Quinn breathed hard.
The man from before found him and they shook hands. “I am Tukkuttok.”
“I can’t promise I’ll remember that,” Quinn admitted.
Tukkuttok laughed and for a moment, Quinn caught a flash of what it would be like to live here, surrounded by people who were like him, not just in skin tone, but in what they valued, in their wings and love of flight.
He returned to his seat next to the chief and a line of women and men brought platters out. First empty one
s, a small dinner-plate size made of polished wood and bone. Then the food arrived. Rich, roasted meats and fish, long white roots, small bowls of bright berries. Quinn indulged in far too much, his stomach tightening against his jeans. He sat back groaning and rubbed his belly.

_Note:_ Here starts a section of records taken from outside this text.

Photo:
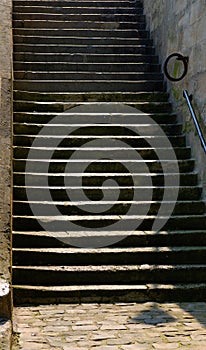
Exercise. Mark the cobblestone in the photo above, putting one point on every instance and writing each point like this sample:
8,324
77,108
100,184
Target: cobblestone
146,326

“The land is rich this year,” Chief Aguta said. “I’m glad you get to see it at its best, but you should know that some years are not this plentiful. Some winters we cinch our belts and chew rawhide to take our minds off our hunger. We try not to rely on modern conventions and instead choose to live off the land, but we will not starve.” His brown eyes gleamed in the firelight.

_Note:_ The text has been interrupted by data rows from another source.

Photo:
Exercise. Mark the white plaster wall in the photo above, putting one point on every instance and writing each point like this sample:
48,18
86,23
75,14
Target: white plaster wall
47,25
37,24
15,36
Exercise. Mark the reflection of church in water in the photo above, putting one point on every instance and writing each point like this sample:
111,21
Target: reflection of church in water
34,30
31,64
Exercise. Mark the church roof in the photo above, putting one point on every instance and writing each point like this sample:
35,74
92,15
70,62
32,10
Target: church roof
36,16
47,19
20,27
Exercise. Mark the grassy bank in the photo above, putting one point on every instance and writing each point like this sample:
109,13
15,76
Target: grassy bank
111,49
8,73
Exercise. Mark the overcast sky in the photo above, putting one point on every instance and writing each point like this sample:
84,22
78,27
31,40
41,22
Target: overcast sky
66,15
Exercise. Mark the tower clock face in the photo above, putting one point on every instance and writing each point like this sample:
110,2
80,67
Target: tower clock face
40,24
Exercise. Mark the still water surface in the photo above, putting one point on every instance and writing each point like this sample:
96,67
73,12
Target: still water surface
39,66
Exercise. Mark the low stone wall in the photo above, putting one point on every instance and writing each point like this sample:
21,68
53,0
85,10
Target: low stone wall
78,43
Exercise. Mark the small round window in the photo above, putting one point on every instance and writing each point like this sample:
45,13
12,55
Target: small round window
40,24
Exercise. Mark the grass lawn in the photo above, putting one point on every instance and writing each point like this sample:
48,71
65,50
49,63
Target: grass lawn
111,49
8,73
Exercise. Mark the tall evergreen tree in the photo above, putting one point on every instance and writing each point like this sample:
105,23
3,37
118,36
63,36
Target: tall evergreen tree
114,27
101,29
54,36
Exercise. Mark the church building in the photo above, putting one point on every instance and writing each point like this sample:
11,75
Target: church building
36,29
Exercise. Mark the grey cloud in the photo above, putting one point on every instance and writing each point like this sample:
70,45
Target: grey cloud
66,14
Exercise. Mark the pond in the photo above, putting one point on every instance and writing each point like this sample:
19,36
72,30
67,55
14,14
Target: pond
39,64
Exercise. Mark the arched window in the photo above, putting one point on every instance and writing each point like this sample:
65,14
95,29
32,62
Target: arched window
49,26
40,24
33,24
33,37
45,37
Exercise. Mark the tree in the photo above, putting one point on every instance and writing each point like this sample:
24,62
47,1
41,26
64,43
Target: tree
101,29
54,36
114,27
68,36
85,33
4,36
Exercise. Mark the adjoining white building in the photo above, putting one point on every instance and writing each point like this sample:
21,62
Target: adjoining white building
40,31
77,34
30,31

“I didn’t assume it would be easy.”
“No,” the chief said. “But it is a simple life compared with the political and social complexities of many other places.”
“That must be nice.”
“It is.” The chief looked to the fire, gazing at his people as they laughed and ate. Quinn followed his gaze, amazed at all the wings he saw. Not everyone kept them out, but most. Tucked against their backs, flaring out as they laugh, flapping in irritation. One thing he expected was missing, however.
“Where are the children?” Quinn didn’t hear any laughter.
“Some are sleeping. But there aren’t many to begin with. Our women do not easily carry their babies, and fewer of our youth stay than go. We haven’t had a coupling this year, I think.” The chief’s beads on his chest clicked together as he moved.
It made more sense now why the tribe had been so eager to pair Quinn with a mate, but he still couldn’t imagine marrying someone he didn’t know. Did couples pair for love or just to make children? It was something to ask later.
A woman with silver streaks in her black hair glided forward with a cup on a platter. The chatter of the gathered crowd quieted to absolute silence. Chief Aguta gestured the woman forward and she knelt.
“Quinn, meet your grandmother. Ahnah, our irnngutaq.”
The woman smiled, deepening the creases in her cheeks. Quinn found himself smiling back at the rosy-cheeked woman. She raised the tray in her hands. Quinn glanced at the chief, questioning.